Lenger ortaya konur. Herkes tabağına bu lengerden alır. Bittiğinde tekrar isterseniz lengerin içine bahşiş atmalısınız. Adet böyle. Bu arada bir düğüne denk geldiyseniz ne mutlu size. Gidip oturup yemeğinizi yiyebilirsiniz kimse size bir şey sormaz.
İSKİLİP KALESİ
Efsanelerde adı Zengibar Kalesi olarak geçen bu kale, yüz metrelik bir kaya üzerine oturtulmuştur.
ÇORUM MÜZESİ
Şehir merkezinde bulunan, arkeolojik eser müzesidir.
ÇORUM KALESİ
Şehir merkezinde bulunan, Selçuklu izleri taşıyan Çorum Kalesi, M.S.1571 tarihlidir.
ÇORUM SAAT KULESİ
Sultan II. Abdülhamit’in muhafız birliği komutanı tarafından yaptırılmıştır.
ÇORUM ULU CAMİ
Osmancık caddesi üzerinde bulunan bu caminin, ne zaman yaptırıldığıyla ilgili net bir bilgi yoktur.
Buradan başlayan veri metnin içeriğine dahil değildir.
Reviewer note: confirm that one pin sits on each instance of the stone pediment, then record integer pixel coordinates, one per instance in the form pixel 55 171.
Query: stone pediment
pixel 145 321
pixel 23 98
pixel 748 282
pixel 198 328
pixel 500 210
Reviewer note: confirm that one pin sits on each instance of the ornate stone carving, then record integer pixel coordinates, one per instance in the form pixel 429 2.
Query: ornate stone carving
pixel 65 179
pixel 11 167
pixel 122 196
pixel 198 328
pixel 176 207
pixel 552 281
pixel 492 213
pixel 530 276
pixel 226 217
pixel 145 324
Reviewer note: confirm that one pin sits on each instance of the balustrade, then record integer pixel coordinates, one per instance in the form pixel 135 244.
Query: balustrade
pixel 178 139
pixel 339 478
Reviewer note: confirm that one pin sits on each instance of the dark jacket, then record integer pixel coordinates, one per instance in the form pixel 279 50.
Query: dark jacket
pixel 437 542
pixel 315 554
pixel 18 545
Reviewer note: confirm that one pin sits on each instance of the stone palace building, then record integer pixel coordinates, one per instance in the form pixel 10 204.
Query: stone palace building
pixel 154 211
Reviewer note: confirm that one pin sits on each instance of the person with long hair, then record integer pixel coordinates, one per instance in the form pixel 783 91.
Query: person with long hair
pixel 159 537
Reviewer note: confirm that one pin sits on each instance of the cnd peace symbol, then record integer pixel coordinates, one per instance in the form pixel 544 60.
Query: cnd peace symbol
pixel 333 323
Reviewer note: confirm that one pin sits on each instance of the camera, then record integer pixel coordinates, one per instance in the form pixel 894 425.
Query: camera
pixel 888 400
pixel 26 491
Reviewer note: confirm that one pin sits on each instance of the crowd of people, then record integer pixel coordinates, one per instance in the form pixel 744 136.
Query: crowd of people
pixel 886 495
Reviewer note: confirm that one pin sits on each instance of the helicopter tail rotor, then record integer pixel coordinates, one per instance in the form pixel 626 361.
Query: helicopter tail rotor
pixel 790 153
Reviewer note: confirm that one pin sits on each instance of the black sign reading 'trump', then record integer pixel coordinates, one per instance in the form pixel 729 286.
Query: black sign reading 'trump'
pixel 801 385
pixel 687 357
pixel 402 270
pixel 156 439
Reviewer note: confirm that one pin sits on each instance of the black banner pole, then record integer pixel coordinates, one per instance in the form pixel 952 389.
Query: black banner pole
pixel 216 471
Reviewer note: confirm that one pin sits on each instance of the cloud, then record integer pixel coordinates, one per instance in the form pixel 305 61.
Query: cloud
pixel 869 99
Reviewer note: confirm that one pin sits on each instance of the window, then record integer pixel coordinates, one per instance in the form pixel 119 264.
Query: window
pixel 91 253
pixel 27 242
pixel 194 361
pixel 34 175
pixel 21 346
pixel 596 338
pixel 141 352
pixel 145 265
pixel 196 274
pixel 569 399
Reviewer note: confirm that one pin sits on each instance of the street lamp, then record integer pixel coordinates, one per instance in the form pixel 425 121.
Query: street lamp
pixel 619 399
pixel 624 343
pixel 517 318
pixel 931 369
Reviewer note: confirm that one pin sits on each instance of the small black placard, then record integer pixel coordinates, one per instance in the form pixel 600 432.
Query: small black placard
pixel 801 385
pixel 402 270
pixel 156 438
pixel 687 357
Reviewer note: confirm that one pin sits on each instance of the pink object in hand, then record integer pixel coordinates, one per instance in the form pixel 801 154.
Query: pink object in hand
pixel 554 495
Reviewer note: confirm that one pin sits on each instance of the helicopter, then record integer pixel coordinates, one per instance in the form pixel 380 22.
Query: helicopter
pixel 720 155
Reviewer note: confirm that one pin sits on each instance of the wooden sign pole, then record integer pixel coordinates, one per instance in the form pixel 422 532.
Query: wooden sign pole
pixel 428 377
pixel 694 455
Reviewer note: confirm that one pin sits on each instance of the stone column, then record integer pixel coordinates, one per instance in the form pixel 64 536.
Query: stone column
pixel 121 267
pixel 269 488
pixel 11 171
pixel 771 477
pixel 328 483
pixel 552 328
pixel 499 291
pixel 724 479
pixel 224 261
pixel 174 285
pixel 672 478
LAÇİN KAPILIKAYA ANITSAL KAYA MEZARI
Kırkdilim mevkiinde sarp bir kayalıkta bulunan anıt mezar, Helenistik dönem kaya mezarı olup, Komutan İKEZİOS’a aittir. M.Ö. II. Yy olarak tarihlenmektedir.
Mezar odasının kapısının üzerinde İKEZİOS yazısı okunmaktadır. Niş şeklinde oyulmuş, ölü şekilleri de girişin sağ tarafında bulunmaktadır.
ORTAKÖY İNCESU KANYONU
Tek giriş ve çıkışı bulunan kanyonun her iki yamacı sarp kayalıktır. Kabartma, kale kalıntıları ve kaya mezarlarıyla da ilgi çekiyor.
Suyun aktığı yöne doğru yürürseniz, 1.5 metre yükseklikte bulunan Kybele kabartmalarını görebilirsiniz.
KOYUNBABA KÖPRÜSÜ
Osmancık ilçe merkezinde, Kızılırmak üzerinde bulunan köprü II. Beyazıt zamanında yapılmıştır. Köprü mimarı hakkında bir bilgi yoktur.
ÇORUM’DA NE YENİR ve NELER ALINIR?
İskilip dolması, keşkek, tepsi, madımak, yırtma yiyebilir, çeşit çeşit görünümleriyle kafa karıştıran leblebilerden alabilirsiniz.